[PATCH v2] thunderbolt: prevent XDomain delayed work use-after-free on disconnect

[Michael Bommarito]

tb_xdp_handle_request() runs on system_wq and queues
xd->state_work via queue_delayed_work() in three request handlers:
PROPERTIES_CHANGED_REQUEST, UUID_REQUEST (via start_handshake),
and LINK_STATE_CHANGE_REQUEST.  Similarly, update_xdomain() queues
xd->properties_changed_work when local properties change.

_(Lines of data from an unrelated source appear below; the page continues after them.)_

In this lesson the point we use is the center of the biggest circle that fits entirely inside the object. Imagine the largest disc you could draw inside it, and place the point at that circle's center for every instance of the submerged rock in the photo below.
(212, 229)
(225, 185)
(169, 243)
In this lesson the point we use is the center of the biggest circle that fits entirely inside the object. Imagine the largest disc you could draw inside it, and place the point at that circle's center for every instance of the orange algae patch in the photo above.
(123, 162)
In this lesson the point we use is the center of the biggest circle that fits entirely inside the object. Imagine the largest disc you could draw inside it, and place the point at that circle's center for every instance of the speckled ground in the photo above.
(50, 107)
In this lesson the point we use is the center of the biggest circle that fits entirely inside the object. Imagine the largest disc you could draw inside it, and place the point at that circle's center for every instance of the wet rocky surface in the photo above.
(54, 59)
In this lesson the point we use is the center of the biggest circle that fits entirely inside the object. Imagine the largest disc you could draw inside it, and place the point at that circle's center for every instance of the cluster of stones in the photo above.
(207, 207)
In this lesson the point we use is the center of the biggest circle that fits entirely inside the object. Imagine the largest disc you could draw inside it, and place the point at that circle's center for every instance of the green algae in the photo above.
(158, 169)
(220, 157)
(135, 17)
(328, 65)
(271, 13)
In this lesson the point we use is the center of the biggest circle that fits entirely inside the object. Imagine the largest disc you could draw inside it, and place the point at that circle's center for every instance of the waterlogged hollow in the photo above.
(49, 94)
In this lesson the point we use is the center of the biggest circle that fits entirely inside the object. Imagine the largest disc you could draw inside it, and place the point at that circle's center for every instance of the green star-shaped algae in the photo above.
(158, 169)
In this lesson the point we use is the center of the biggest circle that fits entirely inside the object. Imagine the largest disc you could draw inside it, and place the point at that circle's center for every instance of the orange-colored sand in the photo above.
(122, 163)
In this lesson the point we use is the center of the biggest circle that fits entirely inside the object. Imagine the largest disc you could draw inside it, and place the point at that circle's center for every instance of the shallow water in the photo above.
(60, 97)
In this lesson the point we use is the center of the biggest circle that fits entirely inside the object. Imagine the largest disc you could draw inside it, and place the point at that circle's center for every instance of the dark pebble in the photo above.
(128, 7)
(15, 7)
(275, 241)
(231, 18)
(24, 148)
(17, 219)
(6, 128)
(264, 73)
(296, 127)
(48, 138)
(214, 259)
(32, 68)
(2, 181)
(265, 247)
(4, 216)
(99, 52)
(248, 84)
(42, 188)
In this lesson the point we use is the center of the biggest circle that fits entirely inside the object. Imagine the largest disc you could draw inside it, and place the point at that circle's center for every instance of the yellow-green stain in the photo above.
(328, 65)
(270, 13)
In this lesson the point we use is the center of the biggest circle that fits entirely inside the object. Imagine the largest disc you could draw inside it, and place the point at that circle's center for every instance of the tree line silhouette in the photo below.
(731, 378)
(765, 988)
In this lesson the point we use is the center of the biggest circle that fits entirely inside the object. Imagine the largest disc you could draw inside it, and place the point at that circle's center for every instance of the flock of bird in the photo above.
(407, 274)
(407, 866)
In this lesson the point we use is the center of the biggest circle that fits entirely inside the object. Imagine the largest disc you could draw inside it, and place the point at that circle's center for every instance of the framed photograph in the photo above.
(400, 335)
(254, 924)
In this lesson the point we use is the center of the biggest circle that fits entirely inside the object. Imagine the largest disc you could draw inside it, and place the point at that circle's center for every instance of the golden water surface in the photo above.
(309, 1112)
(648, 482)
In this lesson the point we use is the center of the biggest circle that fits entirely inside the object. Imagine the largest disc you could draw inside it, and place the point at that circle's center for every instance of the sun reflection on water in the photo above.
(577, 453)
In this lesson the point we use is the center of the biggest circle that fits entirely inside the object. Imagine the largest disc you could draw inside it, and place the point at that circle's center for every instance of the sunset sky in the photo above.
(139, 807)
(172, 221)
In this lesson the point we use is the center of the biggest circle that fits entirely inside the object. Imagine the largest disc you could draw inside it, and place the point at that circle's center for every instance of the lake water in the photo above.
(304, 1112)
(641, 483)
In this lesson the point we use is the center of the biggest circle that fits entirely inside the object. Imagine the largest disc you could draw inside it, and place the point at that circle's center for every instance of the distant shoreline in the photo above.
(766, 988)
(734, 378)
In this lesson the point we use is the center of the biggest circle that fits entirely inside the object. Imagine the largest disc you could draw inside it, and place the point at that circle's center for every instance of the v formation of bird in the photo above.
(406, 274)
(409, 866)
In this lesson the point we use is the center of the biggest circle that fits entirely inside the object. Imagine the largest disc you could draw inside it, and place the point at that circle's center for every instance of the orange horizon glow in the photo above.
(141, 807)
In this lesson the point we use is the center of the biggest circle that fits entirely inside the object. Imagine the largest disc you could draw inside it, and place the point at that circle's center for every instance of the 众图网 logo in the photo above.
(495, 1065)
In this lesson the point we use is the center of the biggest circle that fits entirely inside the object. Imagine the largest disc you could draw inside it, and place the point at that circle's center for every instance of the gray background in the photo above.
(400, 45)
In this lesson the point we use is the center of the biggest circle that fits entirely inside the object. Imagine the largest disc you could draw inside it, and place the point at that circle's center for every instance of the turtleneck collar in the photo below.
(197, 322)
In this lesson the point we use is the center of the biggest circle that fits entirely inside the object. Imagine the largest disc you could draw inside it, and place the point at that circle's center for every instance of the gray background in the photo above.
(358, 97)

Concurrently, tb_xdomain_remove() calls stop_handshake() which does
cancel_delayed_work_sync() on both delayed works.  Later,
tb_xdomain_unregister() calls device_unregister() which eventually
frees the xdomain.  Since commit 559c1e1e0134 ("thunderbolt: Run
tb_xdp_handle_request() in system workqueue") moved the request
handler off tb->wq, the handler and the remove path are no longer
serialized.  If queue_delayed_work() executes after
cancel_delayed_work_sync() but before the xdomain is freed, the
delayed work fires on a freed object.

Add xd->removing that tb_xdomain_remove() sets under xd->lock
before calling stop_handshake().  Each external queue site holds
the same lock and checks removing before calling
queue_delayed_work().  This provides the mutual exclusion needed:
either the queue site acquires the lock first and queues work that
the subsequent cancel will see, or the remove path acquires the
lock first and the queue site observes removing == true and skips
the queue.

Fixes: 559c1e1e0134 ("thunderbolt: Run tb_xdp_handle_request() in system workqueue")
Cc: stable@xxxxxxxxxxxxxxx
Assisted-by: Claude:claude-opus-4-7
Signed-off-by: Michael Bommarito <michael.bommarito@xxxxxxxxx>
---
v2: Rebased onto thunderbolt.git/next per Mika's request. Verified
    the race persists on next: tb_xdp_handle_request still runs on
    system_wq, the remove/unregister split does not add
    synchronization with the queue sites. Updated commit message to
    reflect that tb_xdomain_unregister() now does the
    device_unregister (split from tb_xdomain_remove on next).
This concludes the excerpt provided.